Censys has already mapped 21,639 publicly exposed OpenClaw instances, primarily in the US, China, and Singapore. Many have no authentication. The attack surface isn’t a vulnerability in a single product, it’s an emergent property of connecting powerful, credentialed agents to an unmoderated social network.

The Path Forward (If There Is One)

For now, the advice is stark: Don’t connect OpenClaw to Moltbook if your agent has wallet access. Run agents in containers with restricted networking. Treat every skill as hostile. Use separate machines for high-privilege agents. These are the practices of security researchers, not casual users.

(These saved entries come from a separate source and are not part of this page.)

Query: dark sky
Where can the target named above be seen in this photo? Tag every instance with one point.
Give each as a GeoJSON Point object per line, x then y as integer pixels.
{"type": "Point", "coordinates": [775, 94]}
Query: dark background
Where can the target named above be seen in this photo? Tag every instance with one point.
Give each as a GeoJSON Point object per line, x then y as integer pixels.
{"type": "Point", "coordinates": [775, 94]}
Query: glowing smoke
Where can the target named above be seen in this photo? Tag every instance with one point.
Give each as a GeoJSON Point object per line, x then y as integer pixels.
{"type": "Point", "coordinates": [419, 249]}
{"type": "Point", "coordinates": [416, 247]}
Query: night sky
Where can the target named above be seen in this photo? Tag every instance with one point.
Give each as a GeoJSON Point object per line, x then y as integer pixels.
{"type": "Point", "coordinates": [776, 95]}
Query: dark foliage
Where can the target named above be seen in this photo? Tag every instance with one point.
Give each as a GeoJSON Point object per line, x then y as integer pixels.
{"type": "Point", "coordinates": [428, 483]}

The deeper question is whether agentic AI can ever be secure without sacrificing the autonomy that makes it useful. Persistent memory is non-negotiable for true intelligence, human or artificial. But unmanaged memory in an autonomous assistant is like adding gasoline to the lethal trifecta fire.

The wallet-drain attack is a canary in the coal mine. It’s not the most sophisticated exploit, but it’s the first that weaponizes the social layer of agent networks. As one researcher noted, “We don’t need self-replicating AI models to have problems, just self-replicating prompts.”

The agents are talking to each other. The question is: are we listening closely enough to what they’re being told?

Bottom line: Moltbook’s experiment in agent-to-agent communication has inadvertently created the world’s largest prompt injection surface. Until we solve the “Zero Agency” paradox, giving agents enough autonomy to be useful but enough governance to be safe, your AI assistant’s wallet is only as secure as the most persuasive social post it reads today.